Suppose your bank account will be worth $15,000.00 in one year. The interest rate (Discounted Rate) that the bank pays is 7%. What is the present value of your bank account today? What would the present value of the account be if the discount rate is only 4%?
To determine the present value of your bank account, you need to use the formula for calculating the present value of a future amount of money, which takes into account the interest rate and the time period.
The formula for calculating the present value (PV) is:
PV = FV / (1 + r)^n
Where:
PV = Present Value
FV = Future Value
r = Interest Rate
n = Time Period (in years)
Let's calculate the present value of your bank account, assuming an interest rate of 7% and a future value of $15,000.00:
PV = 15,000 / (1 + 0.07)^1
PV = 15,000 / 1.07
PV ≈ $14,018.69
Therefore, the present value of your bank account, assuming an interest rate of 7%, is approximately $14,018.69.

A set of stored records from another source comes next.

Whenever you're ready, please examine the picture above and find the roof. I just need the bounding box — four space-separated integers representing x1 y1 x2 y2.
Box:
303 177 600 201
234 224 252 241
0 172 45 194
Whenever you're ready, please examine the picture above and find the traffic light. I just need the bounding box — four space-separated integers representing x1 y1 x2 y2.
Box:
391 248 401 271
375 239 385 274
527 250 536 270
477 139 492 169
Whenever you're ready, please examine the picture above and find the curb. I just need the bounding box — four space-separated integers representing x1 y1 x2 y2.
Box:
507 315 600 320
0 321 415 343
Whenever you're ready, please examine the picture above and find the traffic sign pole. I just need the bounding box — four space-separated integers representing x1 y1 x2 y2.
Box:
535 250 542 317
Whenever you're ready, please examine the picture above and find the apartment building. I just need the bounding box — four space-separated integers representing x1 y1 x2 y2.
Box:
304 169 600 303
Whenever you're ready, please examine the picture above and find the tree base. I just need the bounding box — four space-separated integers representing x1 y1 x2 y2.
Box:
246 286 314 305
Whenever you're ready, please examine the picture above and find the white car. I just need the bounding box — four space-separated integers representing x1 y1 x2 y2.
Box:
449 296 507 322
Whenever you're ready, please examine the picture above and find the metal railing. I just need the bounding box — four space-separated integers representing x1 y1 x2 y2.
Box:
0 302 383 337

Now, let's calculate the present value of your bank account with a discount rate of 4%. We'll use the same future value of $15,000.00:
PV = 15,000 / (1 + 0.04)^1
PV = 15,000 / 1.04
PV ≈ $14,423.08
Therefore, the present value of your bank account, assuming an interest rate of 4%, is approximately $14,423.08.
By adjusting the interest rate, you can observe that the present value of the bank account decreases when the discount rate increases from 4% to 7%. This is because the higher the discount rate, the more the future value is discounted, leading to a lower present value.